Your local health care provider may ask questions about the abruptness of your pain. Sudden pain can be indicative of something more serious, like the rupture of a hollow organ or a potential vascular incident. More gradual pain can be signs of a growing infection, which if left untreated can have long-term effects. Being preemptive is crucial, and all pelvic pain should be taken seriously and acted upon as quickly as possible.  

There are many ways that a specialist may test for underlying pelvic pain issues. Blood or urine may be collected from the patient and sent to the lab for testing. This is a great way to examine the DNA of the client for pre-existing or hereditary health issues that could be associated with pelvic pain. The examiner may also perform a physical exam to check for tenderness or inflammation of the abdominal region. Other types of exams are x-ray, ultrasound, or MIR. These exams are used to scan the tissues of the pelvic region using magnetic waves to create very detailed images of the area. 

At times, diagnosing the cause of pelvic pain can be very difficult to do. In women, x-rays and ultrasounds often show no abnormalities when the cause of the pain is something small like a benign cyst. In instances like this, someone who is suffering from chronic pain should pay close attention to their habits to see if anything in diet or physical routine could be the cause for flare-ups.

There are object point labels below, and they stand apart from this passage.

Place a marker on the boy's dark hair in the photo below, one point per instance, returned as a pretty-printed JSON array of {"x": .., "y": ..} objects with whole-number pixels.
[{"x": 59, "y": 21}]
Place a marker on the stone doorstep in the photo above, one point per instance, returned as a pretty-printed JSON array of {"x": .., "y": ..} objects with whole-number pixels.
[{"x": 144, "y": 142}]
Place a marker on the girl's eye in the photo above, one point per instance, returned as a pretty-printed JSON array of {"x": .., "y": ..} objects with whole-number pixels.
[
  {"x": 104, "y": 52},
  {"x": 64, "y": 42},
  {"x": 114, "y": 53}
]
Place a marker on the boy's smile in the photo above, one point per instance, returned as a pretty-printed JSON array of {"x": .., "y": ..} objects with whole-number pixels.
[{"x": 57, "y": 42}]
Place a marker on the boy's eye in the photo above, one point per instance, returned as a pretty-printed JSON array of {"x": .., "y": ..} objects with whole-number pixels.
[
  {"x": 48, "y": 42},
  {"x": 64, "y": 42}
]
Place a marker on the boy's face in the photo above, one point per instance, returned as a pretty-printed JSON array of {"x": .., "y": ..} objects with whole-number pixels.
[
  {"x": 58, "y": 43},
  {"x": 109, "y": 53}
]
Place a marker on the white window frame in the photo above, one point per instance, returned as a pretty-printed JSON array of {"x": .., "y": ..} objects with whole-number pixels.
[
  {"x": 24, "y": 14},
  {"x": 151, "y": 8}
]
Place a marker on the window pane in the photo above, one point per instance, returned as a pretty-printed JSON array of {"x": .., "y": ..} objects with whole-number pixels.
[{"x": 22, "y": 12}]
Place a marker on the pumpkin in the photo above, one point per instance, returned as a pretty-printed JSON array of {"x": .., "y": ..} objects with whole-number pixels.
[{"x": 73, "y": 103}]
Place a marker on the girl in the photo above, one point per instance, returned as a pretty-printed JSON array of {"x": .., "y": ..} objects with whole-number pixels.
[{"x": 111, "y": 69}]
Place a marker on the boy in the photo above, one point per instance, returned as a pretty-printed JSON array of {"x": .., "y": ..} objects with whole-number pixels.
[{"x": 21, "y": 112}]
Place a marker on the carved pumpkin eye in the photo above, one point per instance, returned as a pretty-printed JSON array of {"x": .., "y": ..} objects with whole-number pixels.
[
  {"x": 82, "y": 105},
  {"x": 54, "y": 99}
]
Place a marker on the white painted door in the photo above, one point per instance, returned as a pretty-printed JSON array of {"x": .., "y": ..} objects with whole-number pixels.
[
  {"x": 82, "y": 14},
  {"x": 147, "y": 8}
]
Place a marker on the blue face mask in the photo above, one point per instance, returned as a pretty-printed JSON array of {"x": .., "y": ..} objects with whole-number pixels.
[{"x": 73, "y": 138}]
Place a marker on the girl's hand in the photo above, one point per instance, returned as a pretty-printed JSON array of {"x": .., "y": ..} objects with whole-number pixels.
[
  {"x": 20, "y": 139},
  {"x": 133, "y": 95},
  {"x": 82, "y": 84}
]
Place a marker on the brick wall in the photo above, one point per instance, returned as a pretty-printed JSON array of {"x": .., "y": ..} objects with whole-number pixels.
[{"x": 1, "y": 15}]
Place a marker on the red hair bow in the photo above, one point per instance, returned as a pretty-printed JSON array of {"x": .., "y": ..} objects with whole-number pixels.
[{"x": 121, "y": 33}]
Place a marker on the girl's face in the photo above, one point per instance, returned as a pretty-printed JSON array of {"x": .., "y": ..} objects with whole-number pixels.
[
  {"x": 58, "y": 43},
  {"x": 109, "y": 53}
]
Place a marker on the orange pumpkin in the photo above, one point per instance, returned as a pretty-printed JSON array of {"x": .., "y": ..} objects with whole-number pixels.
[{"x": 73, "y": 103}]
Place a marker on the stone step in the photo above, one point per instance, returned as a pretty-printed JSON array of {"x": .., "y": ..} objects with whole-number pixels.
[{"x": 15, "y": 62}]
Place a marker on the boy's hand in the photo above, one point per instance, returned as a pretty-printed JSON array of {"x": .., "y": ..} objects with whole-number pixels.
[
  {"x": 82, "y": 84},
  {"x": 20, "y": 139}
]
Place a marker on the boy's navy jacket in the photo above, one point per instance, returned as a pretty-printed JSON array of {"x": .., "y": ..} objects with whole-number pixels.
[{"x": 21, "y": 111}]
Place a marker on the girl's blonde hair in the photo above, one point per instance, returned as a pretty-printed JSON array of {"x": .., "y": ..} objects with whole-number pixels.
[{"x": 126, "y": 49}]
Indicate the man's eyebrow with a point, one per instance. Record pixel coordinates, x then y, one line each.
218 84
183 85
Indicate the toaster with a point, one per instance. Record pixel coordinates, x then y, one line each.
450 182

Group of people doing exercise in outdoor

What is the Treatment for Chronic Pelvic Pain?

Over-the-Counter Solutions

Someone who suffers from chronic abdominal pain and understands the cause of the pain may opt to take over-the-counter medicine that is easily accessible and can be taken as needed. Medications like Ibuprofen or Acetaminophen work well for the occasional pain and are a fraction of the cost of prescribed medication. Laxatives are also a form of relief for those suffering from pelvic pain that is due to lactose intolerance or any other digestive issue. There are also many holistic ways of relieving pain, such as yoga or meditation. Both of these practices have been proven to relax the body and alleviate many forms of pain. 

Doctor Solutions

All pain should be taken seriously, and in the case of chronic pelvic pain, a doctor may be needed for relief. When asking the question should I go to urgent care for pelvic pain, depending on the cause of the pelvic pain, the doctor may opt for other forms of treatment in addition to pain medication. Personal training is a great opportunity to work through causes of pelvic pain that are associated with the muscle. Adjustments to diet and lifestyle are great ways to improve the overall health of the body, and very effective when the cause of pelvic pain is uncertain. In more serious circumstances, a doctor may recommend surgery to alleviate chronic pelvic pain. An example of a commonly performed surgery for pelvic pain is laparoscopy, which is minor surgery that involves a small incision in the belly button. A small instrument is inserted into the incision and used to discover what could be causing the pain internally.

Should I Go to Urgent Care for Pelvic Pain?

Pelvic Pain should always be taken seriously. If you are experiencing pain that is uncommon or abrupt, seeking out help from your local healthcare provider as soon as possible is the best way to monitor the pain and make sure you have a clear understanding of what is happening within your body. Examples of this may be vomiting or difficulty breathing. In instances of routine pain, like monthly menstrual pain for women or bloating after the intake of dairy, seeking help from urgent care is generally not necessary unless you are experiencing a deviation from your normal symptoms.

Village Emergency Can Help

The Village Emergency Center is here to support the community with any urgent care needs. In matters of chronic pelvic pain, it is crucial to find support from local doctors who specialize in pelvic health and understand the importance of acting fast and providing solutions. If you or anyone you know suffers from chronic or occasional pelvic pain, seek out professionals that you can trust. Understanding your pain and getting ahead of it is key. Being proactive today means creating a better tomorrow.